В самом деле, мы-то с вами умеем оценить эффект: над безумным потешаются безумные!
Причем с Дон Кихота взятки гладки, у него диагноз: позабыл код окружающей реальности, пытается воспользоваться ключом от совсем другой — не тут-то было. Принимает условности архаичного, примитивного жанра как законы истории либо природы или во всяком случае как руководство к действию, вот и не может взять в толк: существа в странных одеяниях, бормоча тарабарщину и зачем-то терзая себя до крови, тащат куда-то неподвижную женщину в трауре, — что это, если не похищение, причем с применением колдовства? Как же не воспрепятствовать? Вперед, Росинант!
А все остальные, видите ли, нормальны и благонадежны; происходящее толкуют адекватно: рутинное, но полезное мероприятие, направленное на повышение урожайности путем преодоления засухи. Кто же не знает: чтобы вызвать атмосферные осадки (говоря, как все, — «дабы Господь отверз двери милосердия своего и послал дождь»), единственно верное средство — толпой выволочь из церкви на солнцепек статую Его Матери, да и доставить в другую церковь, по пути коллективно истязая свой кожный покров.
Такой, значит, у этих людей — один на всех — ключ к реальности. По-другому вскрывает невидимую взаимосвязь фактов. В данное время и в данной стране употребляется как универсальный.
Однако не подлежит сомнению, что в глазах М. С. де Сааведры процессия бичующихся паломников — стадо Дон Кихотов, столь же нелепых, как и заглавный герой.
Как же так? Эти — верующие, а тот — сумасшедший… Не впадаем ли мы в научный, прости Господи, атеизм?
Я — нет, за М. С. не отвечу, а что касается Дон Кихота — он верует беззаветней всех, но в текст, для всех прочих не священный (любая вера есть вера в какой-то текст). И пребывает в нем, тщетно порываясь включить в него другой — так называемую действительность. Страдает цельностью сознания. Собственной жизнью отменяет литературу — копьем пишет лучший в мире роман. Про Дульсинею, разумеется.
Между прочим: современная фантастика произошла от рыцарского романа, унаследовав милитаризм, демонские чудеса и ревнивую неприязнь к религиозной вере. Она и погибнет, вероятно, такой же смертью: от гениальной пародии. Но это случится не прежде, чем фантастика выдумает читателя, способного погибнуть ради любви к ней.
ГУЛЛИВЕР И ЛАСТОЧКА
Джонатан Свифт думал — и о нем думали, — что он говорит и пишет по-английски лучше всех.
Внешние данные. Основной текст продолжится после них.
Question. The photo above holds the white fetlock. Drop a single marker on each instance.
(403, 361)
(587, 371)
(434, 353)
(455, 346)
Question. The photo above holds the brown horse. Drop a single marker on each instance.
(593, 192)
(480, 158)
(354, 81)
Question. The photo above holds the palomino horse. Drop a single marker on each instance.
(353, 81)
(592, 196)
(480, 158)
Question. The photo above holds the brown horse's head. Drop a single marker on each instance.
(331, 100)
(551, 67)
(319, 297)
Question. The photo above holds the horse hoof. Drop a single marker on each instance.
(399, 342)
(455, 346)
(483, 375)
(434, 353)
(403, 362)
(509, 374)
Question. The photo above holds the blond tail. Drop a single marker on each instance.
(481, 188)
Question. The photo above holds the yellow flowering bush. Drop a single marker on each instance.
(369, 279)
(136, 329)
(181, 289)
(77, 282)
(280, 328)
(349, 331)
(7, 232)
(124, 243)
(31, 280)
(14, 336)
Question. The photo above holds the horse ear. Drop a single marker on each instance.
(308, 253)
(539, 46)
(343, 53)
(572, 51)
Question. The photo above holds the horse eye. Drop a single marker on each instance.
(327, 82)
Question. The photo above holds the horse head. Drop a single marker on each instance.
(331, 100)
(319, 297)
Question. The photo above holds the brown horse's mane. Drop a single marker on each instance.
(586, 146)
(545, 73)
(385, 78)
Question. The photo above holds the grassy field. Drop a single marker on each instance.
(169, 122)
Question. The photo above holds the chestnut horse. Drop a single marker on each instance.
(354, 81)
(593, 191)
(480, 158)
Понимающие люди подтверждают: мол, так оно и было, насчет этого Черный Парик был прав.
С оговорочкой, понятно, с оговорочкой, а то и с двумя-тремя. Но Шекспира он, кажется, не читал (велекосноречивого, всеми забытого драмодела), мистера Дефо презирал (продажного лубочного моралиста), к полудюжине пишущих современников был снисходителен (Поуп, Гей, Шеридан, Арбетнот, Аддисон, Стил — кто еще? и кто из них все еще способен кого-нибудь растрогать, рассмешить, рассердить?) — а в разных там будущих Филдингов, Джойсов не верил, конечно.
А верил в свой гений: «…автор, что пишет лишь в расчете на свой город, провинцию, королевство или даже в расчете лишь на свой век, заслуживает быть переведенным на иностранный язык ничуть не больше, чем быть прочитанным на языке своем собственном».
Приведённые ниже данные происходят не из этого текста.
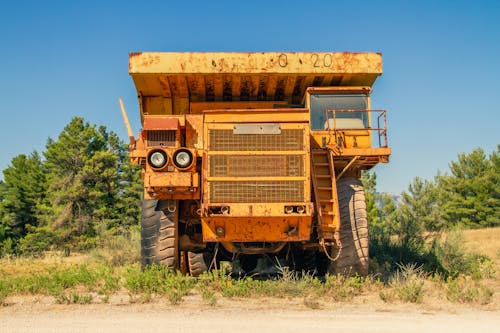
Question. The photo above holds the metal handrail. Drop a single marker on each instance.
(381, 128)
Не знаю, не знаю. По-моему, немногого стоит и тот, кто ставит на славу в чужих веках и странах, — доктор Свифт довольно часто бросался парадоксами, ничуть не похожими на его настоящие мысли.
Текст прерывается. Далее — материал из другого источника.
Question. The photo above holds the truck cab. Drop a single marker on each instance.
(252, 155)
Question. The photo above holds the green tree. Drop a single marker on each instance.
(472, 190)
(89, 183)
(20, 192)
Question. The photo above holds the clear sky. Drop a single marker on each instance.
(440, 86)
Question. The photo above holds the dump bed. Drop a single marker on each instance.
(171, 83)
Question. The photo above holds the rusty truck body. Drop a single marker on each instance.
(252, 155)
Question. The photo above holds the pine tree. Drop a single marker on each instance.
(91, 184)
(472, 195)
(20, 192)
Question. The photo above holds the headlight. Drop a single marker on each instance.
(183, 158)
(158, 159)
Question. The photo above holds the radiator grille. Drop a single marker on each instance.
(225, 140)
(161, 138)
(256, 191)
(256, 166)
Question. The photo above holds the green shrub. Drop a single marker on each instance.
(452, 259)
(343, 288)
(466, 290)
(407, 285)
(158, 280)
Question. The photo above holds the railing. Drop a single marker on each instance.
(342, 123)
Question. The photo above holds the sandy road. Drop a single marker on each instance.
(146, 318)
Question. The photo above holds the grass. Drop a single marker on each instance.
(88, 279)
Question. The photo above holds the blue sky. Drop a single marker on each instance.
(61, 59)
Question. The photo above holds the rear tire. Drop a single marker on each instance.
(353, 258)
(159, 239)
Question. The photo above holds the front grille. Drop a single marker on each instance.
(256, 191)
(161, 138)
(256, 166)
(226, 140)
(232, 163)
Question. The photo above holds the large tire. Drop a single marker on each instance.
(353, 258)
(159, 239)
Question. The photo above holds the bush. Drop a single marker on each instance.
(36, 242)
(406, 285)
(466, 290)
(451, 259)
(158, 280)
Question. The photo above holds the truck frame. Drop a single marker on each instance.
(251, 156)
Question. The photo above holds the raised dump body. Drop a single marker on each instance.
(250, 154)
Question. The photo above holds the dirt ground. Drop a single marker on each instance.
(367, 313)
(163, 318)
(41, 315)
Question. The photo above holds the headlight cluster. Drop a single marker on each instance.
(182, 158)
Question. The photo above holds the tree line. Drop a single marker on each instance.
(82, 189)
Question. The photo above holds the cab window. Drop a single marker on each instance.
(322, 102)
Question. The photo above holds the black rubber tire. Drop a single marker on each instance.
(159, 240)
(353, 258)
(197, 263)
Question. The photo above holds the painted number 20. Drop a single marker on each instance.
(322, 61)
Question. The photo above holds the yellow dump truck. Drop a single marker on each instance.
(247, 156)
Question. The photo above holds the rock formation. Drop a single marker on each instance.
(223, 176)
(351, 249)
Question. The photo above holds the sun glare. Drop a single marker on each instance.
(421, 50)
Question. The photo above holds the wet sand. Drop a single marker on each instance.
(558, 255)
Дело не в этом. Смысл его жизни сожгла, наоборот, внезапная вспышка надежды на успех житейский, немедленный: здесь — то есть в Англии, точнее — в Лондоне; сейчас — в первой четверти восемнадцатого века.
Ни о чем таком особенном он не мечтал, в архиепископы Кентерберийские не метил, а всего только полагал, подобно впоследствии Пушкину, что обрел бы волю и покой, взамен доставив родине большую пользу, если бы только назначили его королевским историографом.
И нашлись чрезвычайно высокопоставленные покровители, которые не считали подобное назначение невозможным; вообще ничего не пожалели бы для умнейшего человека страны.
Такой был в свое время у Свифта негласный титул — тоже как у Пушкина. Царю Николаю I, помните, как импонировал пушкинский интеллект?